# Second time on the MES



## wil (Jun 29, 2008)

OK this is my first attempt to do the Q-view.

First two are my new MES and it's first use (pork Loin, brisket, beef roast, and 2 packages of ribs).

The other three are today's results 5 packages of ribs, Tri-Tip, Eye of Round, Bonless Rump Roast, and 11 links of German sausage.

Can't wait to dig in!


----------



## dirtman775 (Jun 29, 2008)

very nice lookin grub


----------



## pineywoods (Jun 29, 2008)

Looks like a bunch of fine eating to me


----------



## cowgirl (Jun 29, 2008)

Mmmm Wil, you did a great job, looks awesome!


----------



## ronp (Jun 29, 2008)

Nice job, howw do you like your MES?


----------



## wil (Jun 29, 2008)

Thanks for all of the positive feedback.

The German sausage is a local families recipe that one local butcher shop is authorized to produce, it is Walt Kamman Sausage.
I did have a problem with a couple of links that were not directly over the water pan, they were to dry to eat. Darn I hate to throw away food.
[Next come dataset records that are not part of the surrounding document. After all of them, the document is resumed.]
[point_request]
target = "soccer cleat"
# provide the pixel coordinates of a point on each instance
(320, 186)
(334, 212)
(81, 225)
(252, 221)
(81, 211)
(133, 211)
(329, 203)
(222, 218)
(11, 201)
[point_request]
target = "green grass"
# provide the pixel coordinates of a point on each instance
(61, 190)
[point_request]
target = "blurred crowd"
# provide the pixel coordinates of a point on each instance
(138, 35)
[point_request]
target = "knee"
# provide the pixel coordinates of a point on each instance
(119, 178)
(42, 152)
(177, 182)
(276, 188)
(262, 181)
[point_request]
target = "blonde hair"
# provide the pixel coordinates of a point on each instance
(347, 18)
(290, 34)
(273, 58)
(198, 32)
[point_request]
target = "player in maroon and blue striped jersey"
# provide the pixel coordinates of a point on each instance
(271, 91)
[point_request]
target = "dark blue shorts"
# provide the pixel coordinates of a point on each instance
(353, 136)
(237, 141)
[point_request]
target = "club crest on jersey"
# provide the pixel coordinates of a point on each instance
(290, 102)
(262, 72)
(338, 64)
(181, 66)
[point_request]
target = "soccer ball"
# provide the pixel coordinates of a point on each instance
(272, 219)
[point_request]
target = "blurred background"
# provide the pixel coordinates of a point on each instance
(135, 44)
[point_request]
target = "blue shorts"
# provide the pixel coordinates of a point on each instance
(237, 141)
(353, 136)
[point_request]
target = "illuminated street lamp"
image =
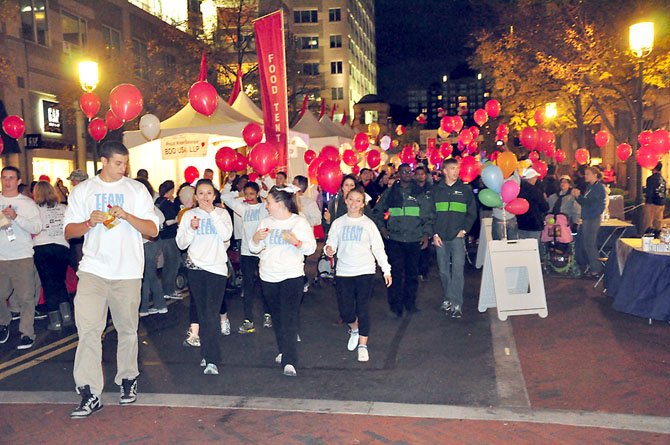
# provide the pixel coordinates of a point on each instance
(88, 79)
(641, 41)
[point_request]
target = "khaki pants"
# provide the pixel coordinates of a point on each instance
(653, 215)
(20, 276)
(94, 296)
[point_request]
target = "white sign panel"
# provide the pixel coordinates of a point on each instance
(187, 145)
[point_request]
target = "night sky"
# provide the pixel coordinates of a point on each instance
(418, 41)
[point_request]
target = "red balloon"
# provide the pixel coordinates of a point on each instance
(97, 128)
(226, 159)
(14, 126)
(309, 156)
(329, 176)
(330, 153)
(623, 151)
(470, 169)
(240, 163)
(492, 107)
(349, 157)
(126, 101)
(252, 134)
(480, 117)
(447, 124)
(458, 123)
(113, 122)
(361, 142)
(582, 156)
(90, 104)
(529, 138)
(602, 138)
(191, 174)
(645, 137)
(203, 97)
(264, 157)
(559, 156)
(374, 158)
(541, 168)
(647, 158)
(517, 206)
(445, 150)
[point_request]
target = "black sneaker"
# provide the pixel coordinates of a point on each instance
(128, 391)
(26, 343)
(4, 334)
(89, 404)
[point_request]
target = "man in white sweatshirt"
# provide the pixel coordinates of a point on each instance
(19, 220)
(110, 273)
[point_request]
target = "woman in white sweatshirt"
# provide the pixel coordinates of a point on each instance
(358, 243)
(282, 241)
(206, 230)
(250, 209)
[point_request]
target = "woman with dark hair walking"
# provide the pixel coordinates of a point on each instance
(282, 240)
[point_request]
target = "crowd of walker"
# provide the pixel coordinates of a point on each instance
(110, 230)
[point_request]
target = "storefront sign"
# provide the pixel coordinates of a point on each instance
(53, 121)
(188, 145)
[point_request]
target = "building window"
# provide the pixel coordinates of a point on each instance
(308, 42)
(112, 39)
(336, 41)
(310, 69)
(141, 59)
(336, 67)
(337, 93)
(34, 21)
(306, 16)
(74, 31)
(334, 14)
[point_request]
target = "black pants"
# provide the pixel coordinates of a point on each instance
(283, 300)
(252, 285)
(353, 300)
(404, 260)
(51, 261)
(207, 290)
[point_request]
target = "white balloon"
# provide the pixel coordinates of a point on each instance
(150, 126)
(385, 142)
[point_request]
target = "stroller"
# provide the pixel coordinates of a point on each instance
(559, 245)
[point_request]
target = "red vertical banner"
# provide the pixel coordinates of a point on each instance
(270, 48)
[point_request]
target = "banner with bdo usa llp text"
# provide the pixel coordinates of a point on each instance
(271, 52)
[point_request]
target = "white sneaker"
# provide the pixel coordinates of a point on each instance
(289, 370)
(225, 327)
(211, 369)
(363, 355)
(353, 340)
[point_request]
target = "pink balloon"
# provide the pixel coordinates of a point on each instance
(89, 104)
(517, 206)
(492, 107)
(97, 128)
(126, 101)
(264, 157)
(252, 134)
(509, 190)
(113, 122)
(203, 97)
(14, 126)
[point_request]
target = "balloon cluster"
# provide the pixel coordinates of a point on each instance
(502, 191)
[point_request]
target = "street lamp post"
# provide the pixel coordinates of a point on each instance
(88, 79)
(641, 41)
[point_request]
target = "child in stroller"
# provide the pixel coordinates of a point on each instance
(559, 246)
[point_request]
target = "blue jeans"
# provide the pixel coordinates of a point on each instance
(451, 262)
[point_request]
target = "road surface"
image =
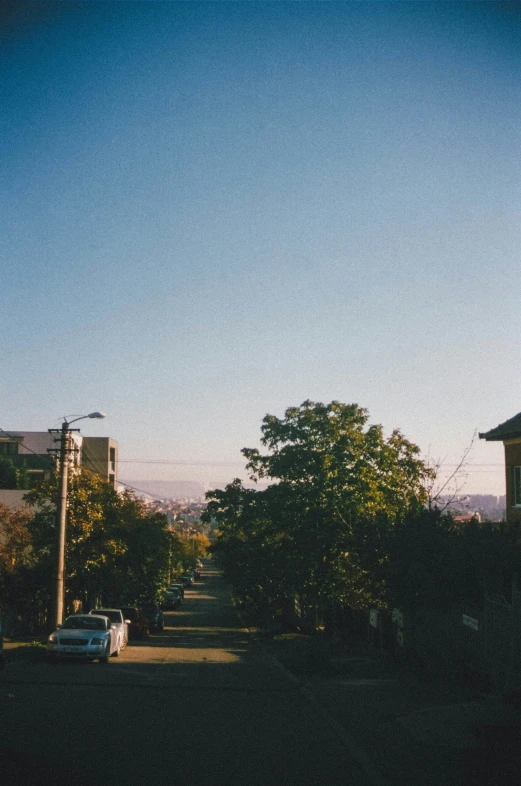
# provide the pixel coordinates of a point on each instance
(196, 704)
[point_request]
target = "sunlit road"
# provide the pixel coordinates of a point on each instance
(197, 704)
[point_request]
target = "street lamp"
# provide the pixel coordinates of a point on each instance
(62, 508)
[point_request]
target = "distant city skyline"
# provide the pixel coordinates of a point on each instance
(215, 211)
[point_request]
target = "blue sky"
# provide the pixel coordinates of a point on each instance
(214, 211)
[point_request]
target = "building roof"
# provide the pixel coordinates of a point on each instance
(507, 430)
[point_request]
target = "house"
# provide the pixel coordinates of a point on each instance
(509, 433)
(34, 451)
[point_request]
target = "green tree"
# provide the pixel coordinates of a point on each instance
(318, 533)
(116, 548)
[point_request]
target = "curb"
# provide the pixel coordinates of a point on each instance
(372, 774)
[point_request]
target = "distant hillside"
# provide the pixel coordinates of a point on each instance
(169, 489)
(183, 489)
I love the MES so far. Except the clean up after wards. I started the smoker at 1040 and it was already 103 degrees outside. It was 113 degrees when we brought it all in at 1530. That is why I bought the MES, I don't like being out in this Yuma heat messing with a fire.  I don't mind messing with the fire in the winter when it is in the 70's. Once an hour to add the wood chips is no problem.


----------